Cultural heritage institutions increasingly make their collections digitally available. Consequently, users of digital archives need to familiarize themselves with new kinds of different digital tools. This is particularly true for humanities scholars who include results of their analyses in their publications. Judging whether insights derived from these analyses constitute a real trend or whether a potential conclusion is just an artifact of the tools used, can be difficult. To correct errors in data, human input is in many cases still indispensable. Since experts are expensive, we conducted a study showing how crowdsourcing tasks can be designed to allow lay users to contribute information at the expert level to increase the number and quality of descriptions of collection items. However, to improve the quality of their data effectively, data custodians need to understand the (search) tasks their users perform and the level of trustworthiness they expect from the results.
Through interviews with historians, we studied their use of digital archives and classified typical research tasks and their requirements for data quality. Most archives provide, at best, very generic information about the data quality of their digitized collections. Humanities scholars, however, need to be able to assess how data quality and inherent bias within tools influence their research tasks. Therefore, they need specific information on the data quality of the subcollection used and the biases the tools provided may have introduced into the analyses. We studied whether access to a historic newspaper archive is biased, and which types of documents benefit from, or are disadvantaged, by the bias. Using real and simulated search queries and page view data of real users, we investigated how well typical retrievability studies reflect the users' experience.
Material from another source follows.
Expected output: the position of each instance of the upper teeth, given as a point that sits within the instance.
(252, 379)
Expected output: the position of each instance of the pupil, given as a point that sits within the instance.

We discovered large differences in the characteristics of the query sets and in the results for different parameter settings of the experiments. Within digital archives, OCR errors are a prevalent data quality issue. Since these are relatively easy to spot, it has caused some concern about the trustworthiness of results based on digitized documents. We evaluated the impact of OCR quality on retrieval tasks, and studied the effect of manually improving (parts of) a collection on retrievability bias. The insights we gained helped us understanding researchers' needs better.

Our work provides a small number of examples, which demonstrate that data quality and tool bias are real concerns to the Digital Humanities community. To address these challenges, intense multidisciplinary exchange is required:
• Humanities scholars need to enhance the awareness that software tools and data sets are not free of bias and develop skills to detect and evaluate biases and their impact on research tasks. Guidelines should be developed that help scholars to perform tool criticism.
• Tool developers need to be more transparent and provide sufficient information about their tools to allow the task-based evaluation of their tools' performance.
• Data custodians need to make as much information about their collection available as possible. This should include which tools were used in the digitization process, in addition to both the limitations of the provided data and infrastructure used. The goal should be a mutual understanding of each others' assumptions, approaches and requirements and more transparency concerning the use of tools in the processing of data. This will help scholars to develop effective methods of digital tool criticism to critically assess the impact of existing tools on their (re-)search results and to communicate on an equal footing with tool developers on how to develop future versions, which better suit their needs.